Two seemingly separate headlines tell the same story. In Germany, the European Investment Bank has just extended €220 million of financing to distribution operator WEMAG, covering over a third of a four‑year programme and helping to deliver €1.2 billion of grid upgrades by 2033 in Mecklenburg‑Vorpommern. The purpose is prosaic but pivotal: thicker cables, new substations and digital controls so the network can absorb PV, EV charging and heat pumps without falling over. Across the continent, meanwhile, renewables developers are grappling with the economics of negative pricing and curtailment, as gigawatts of ready‑to‑build capacity sit in interconnection queues and projects that do connect can’t run when the system is saturated.

What unites these stories is a simple truth: the next phase of the energy transition is physical. Digital flexibility and markets matter, but they are not a substitute for the wires, transformers and rights‑of‑way needed to move clean power from where it’s generated to where it’s consumed. Under credible net zero pathways, the total length of global grids must expand by more than 50% by 2050, requiring approximately $22.5 trillion of cumulative investment. The spending pivot has begun. BloombergNEF estimates that global grid investment will top $470 billion in 2025, up 16% year‑on‑year and equivalent to roughly one‑fifth of the $2.3 trillion invested across the energy transition last year. That’s encouraging – but not yet enough to clear backlogs or prevent connection delays for both generation and large new loads such as data centres.

Why the urgency? Because installed capacity is no longer the binding constraint – operating capacity is. Over the past decade, European solar, onshore and offshore wind capacity has grown by 150%, yet the pipes and substations that must carry those electrons haven’t kept pace. In practice, this manifests as three compounding frictions:

  • Permitting gaps and legal time limits that aren’t met.

    The EU’s revised Renewable Energy Directive and emergency measures aim to compress permit timelines (with a two‑year cap for many projects), but implementation is uneven; in several markets, permitting still stretches 4 to 10 years.

  • Connection queues that dwarf annual build‑out.

    More than 1TW of renewables in Europe is awaiting grid connection; Italy alone accounts for 370GW of that pipeline, underscoring the mismatch between siting ambitions and grid readiness.

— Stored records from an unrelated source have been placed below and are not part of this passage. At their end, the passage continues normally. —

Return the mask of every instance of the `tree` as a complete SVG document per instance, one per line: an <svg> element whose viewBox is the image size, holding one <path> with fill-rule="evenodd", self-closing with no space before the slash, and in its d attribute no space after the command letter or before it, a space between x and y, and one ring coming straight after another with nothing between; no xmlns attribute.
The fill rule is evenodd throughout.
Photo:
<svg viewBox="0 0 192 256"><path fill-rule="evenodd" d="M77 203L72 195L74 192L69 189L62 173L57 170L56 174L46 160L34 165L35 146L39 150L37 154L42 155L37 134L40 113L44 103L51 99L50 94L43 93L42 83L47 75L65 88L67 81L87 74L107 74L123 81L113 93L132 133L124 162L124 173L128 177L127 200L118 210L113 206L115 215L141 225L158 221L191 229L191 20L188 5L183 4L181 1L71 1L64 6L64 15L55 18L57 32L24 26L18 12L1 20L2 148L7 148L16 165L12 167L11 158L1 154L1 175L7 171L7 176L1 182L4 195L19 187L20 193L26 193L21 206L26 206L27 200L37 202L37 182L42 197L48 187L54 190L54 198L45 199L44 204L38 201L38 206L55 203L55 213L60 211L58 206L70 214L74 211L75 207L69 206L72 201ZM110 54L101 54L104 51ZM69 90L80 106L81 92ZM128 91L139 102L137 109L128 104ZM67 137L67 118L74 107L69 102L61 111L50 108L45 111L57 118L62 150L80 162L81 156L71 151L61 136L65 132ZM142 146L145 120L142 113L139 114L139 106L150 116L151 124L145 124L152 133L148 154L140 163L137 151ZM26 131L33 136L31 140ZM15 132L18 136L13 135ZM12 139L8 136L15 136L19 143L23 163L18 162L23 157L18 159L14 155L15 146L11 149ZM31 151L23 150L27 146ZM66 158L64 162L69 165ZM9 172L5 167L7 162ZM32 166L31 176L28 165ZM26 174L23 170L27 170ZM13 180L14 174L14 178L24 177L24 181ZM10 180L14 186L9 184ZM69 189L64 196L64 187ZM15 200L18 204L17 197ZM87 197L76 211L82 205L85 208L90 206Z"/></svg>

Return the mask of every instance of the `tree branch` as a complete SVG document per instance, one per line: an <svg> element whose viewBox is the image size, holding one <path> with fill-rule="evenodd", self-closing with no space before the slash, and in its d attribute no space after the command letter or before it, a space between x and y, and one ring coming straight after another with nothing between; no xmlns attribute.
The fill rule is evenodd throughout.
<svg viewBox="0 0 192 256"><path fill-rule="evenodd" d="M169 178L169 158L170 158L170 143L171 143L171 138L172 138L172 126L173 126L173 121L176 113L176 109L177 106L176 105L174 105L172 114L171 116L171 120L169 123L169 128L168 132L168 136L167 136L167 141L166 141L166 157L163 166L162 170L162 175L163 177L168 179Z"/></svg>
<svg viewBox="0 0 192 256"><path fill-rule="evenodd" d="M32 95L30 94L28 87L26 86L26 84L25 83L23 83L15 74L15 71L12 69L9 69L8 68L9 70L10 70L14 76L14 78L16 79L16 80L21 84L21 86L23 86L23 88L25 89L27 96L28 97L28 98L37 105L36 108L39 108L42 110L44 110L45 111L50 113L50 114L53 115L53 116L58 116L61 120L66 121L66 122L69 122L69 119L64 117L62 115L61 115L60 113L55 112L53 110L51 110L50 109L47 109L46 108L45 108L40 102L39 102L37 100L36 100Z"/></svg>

  • Curtailment and negative prices that erode profitability.
    Technical curtailment exceeded 10TWh across Europe in 2024 and is expected to double by 2030 in key markets if bottlenecks persist. In 2025, countries including Spain, the Netherlands and Germany each logged 500+ hours of negative wholesale prices – a clear signal that system flexibility and transfer capacity are lagging behind generation.

Taken together, these frictions explain why capture prices for PV and wind diverge from headline market prices and why developers increasingly ‘self‑curtail’ when prices approach zero. The IEA is blunt: negative prices are a flexibility and infrastructure problem, not a reason to slow renewables. Without bigger, stronger, smarter grids, the transition stalls.

So, how should technology leaders respond? The pace and pattern of grid build‑out should now shape your market strategy as much as policy signals or customer demand. Digital solutions, AI optimization and flexibility platforms only create value where the physical system can actually use them – and that varies dramatically by country, and even by region. In our report, What The CEO Needs To Know: Energy Transition Investment Trends 2026-2027, we assess different world markets in terms of grid readiness and the capability of their power infrastructure to integrate and distribute renewable energy reliably. In markets where queues, curtailment and permitting bottlenecks are delaying hardware, the most successful tech players will calibrate their offerings to the real state of grid readiness: prioritizing tools that help operators maximize constrained infrastructure today, while timing more advanced capabilities to when new capacity comes online.